Funny to think that when I finally get the chance to find a friend who could accompany me to go out and get my sister's birthday gift...I couldn't make it on that day.So sorry dear :( I'll replace the outing that I promised on the week between our big celebration :) Just you,me,your sister and her friends :) I'm so going to miss you when we leave school :(

~Hugs~

Wednesday, June 2, 2010

S.O.G

Vu vactually vaid it..vi vas vhocked..vi van't velieve vit..

S.O.G

Why didn't you just say it out?Why hide?
So mean.................................................................................................
I only came across it today when somebody said you said it.Now I'm sorta glad that I stayed until 1.50pm in school today..Hey,the white T-shirt guy:Thanks for 'sharing'

Alright,I'm really sorry..I will help to reduce the 'S.O.G' problem that you're having.At least now I know the truth.You..you..youuuu..Omg..I am speechless.

B.Y.E

Tuesday, June 1, 2010

~El Nino and El Nina~

Fought through the white horses only to see that there is nothing beyond it.What left was just 'Sebutir Pasir Di Kaki'.

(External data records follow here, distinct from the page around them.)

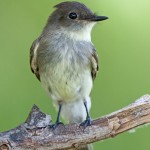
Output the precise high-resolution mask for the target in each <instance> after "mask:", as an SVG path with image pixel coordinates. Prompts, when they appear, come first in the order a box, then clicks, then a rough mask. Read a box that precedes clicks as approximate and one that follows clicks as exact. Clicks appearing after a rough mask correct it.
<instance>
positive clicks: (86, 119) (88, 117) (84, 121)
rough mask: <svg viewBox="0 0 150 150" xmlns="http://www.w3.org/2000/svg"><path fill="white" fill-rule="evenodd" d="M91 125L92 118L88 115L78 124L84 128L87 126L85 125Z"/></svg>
mask: <svg viewBox="0 0 150 150" xmlns="http://www.w3.org/2000/svg"><path fill="white" fill-rule="evenodd" d="M91 125H92V120H91V118H90V117H88V118H86V120H85V121H83V122H82V123H81V124H80V126H82V127H83V128H84V129H85V128H86V127H87V126H91Z"/></svg>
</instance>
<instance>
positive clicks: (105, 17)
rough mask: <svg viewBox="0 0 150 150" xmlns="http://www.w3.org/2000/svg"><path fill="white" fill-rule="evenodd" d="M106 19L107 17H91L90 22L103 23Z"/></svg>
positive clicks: (97, 16)
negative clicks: (96, 21) (102, 21)
mask: <svg viewBox="0 0 150 150" xmlns="http://www.w3.org/2000/svg"><path fill="white" fill-rule="evenodd" d="M106 19H108V17H106V16H93V17H92V18H90V19H89V20H90V21H103V20H106Z"/></svg>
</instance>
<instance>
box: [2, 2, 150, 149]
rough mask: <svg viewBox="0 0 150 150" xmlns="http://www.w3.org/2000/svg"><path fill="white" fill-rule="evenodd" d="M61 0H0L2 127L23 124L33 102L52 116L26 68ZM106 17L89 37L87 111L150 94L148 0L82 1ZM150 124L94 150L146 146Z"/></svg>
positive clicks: (28, 64)
mask: <svg viewBox="0 0 150 150" xmlns="http://www.w3.org/2000/svg"><path fill="white" fill-rule="evenodd" d="M59 2H62V1H61V0H55V1H51V0H43V1H41V0H32V1H31V0H26V1H20V0H14V1H10V0H5V1H4V0H0V132H2V131H5V130H8V129H11V128H14V127H15V126H17V125H18V124H20V123H22V122H23V121H24V120H25V119H26V117H27V115H28V113H29V110H30V109H31V107H32V105H33V104H36V105H38V106H39V107H40V109H41V110H42V111H44V112H45V113H49V114H51V115H52V117H53V120H55V117H56V114H57V113H56V112H55V110H54V108H53V106H52V103H51V101H50V98H49V97H48V96H47V95H46V93H45V91H44V90H43V89H42V87H41V85H40V83H39V82H38V80H37V79H36V78H35V76H34V75H33V74H32V73H31V71H30V66H29V49H30V46H31V44H32V41H33V40H34V39H35V38H36V37H37V36H38V35H39V34H40V32H41V30H42V28H43V26H44V25H45V23H46V20H47V18H48V16H49V14H50V13H51V12H52V11H53V10H54V9H53V6H54V5H55V4H57V3H59ZM80 2H82V3H84V4H86V5H87V6H88V7H90V8H91V9H92V10H93V11H94V12H96V13H97V14H99V15H106V16H108V17H109V20H107V21H104V22H101V23H100V24H98V25H96V26H95V28H94V30H93V32H92V41H93V43H94V44H95V46H96V49H97V52H98V54H99V56H100V71H99V74H98V76H97V79H96V81H95V84H94V89H93V91H92V109H91V116H92V117H93V118H97V117H99V116H102V115H105V114H108V113H110V112H113V111H115V110H118V109H120V108H122V107H124V106H126V105H128V104H129V103H132V102H133V101H134V100H135V99H137V98H138V97H140V96H142V95H144V94H148V93H149V94H150V17H149V16H150V1H149V0H139V1H137V0H132V1H131V0H111V1H110V0H94V1H93V0H80ZM149 139H150V126H148V127H144V128H140V129H137V130H136V132H135V133H132V134H131V133H129V132H126V133H123V134H121V135H119V136H117V137H115V138H113V139H109V140H105V141H103V142H97V143H95V144H94V147H95V150H99V149H103V150H109V149H111V150H120V149H122V150H126V149H136V150H141V149H143V150H149V149H150V142H149Z"/></svg>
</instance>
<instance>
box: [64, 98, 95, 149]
mask: <svg viewBox="0 0 150 150" xmlns="http://www.w3.org/2000/svg"><path fill="white" fill-rule="evenodd" d="M86 101H87V107H88V111H90V108H91V100H90V97H87V98H86ZM61 114H62V117H63V118H64V119H65V120H67V122H68V123H81V122H83V121H84V120H85V119H86V115H87V114H86V109H85V106H84V103H83V100H77V101H73V102H70V103H65V104H63V106H62V113H61ZM73 150H93V146H92V144H88V145H81V146H80V147H78V148H76V149H73Z"/></svg>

The wind has changed direction to the south.It did not leave a trace of innocence any longer.

How come?

Maybe the traveler overlooked it's ability.It wouldn't be the same anymore.

Use not A, not B, nor BC but ABC.The manual is in our ex KH book.

Yay,I'm finally done with her present :) Hope she'll like it :) I just realized that I've been giving and buying birthday presents plus at least one DIY item to my dears every year..Cool..Haha..* stares* Owhh..I want a DIY birthday gift too :(
Wow,so many people's birthday fall on June.Jorrrrrr..CaiLi's on the 4th and I didn't have the time to go out and get for her.Sheesh..And it's the last day of exam too!Somebody can teman me go out and get the gift for her?Haih..Chye Soon!!!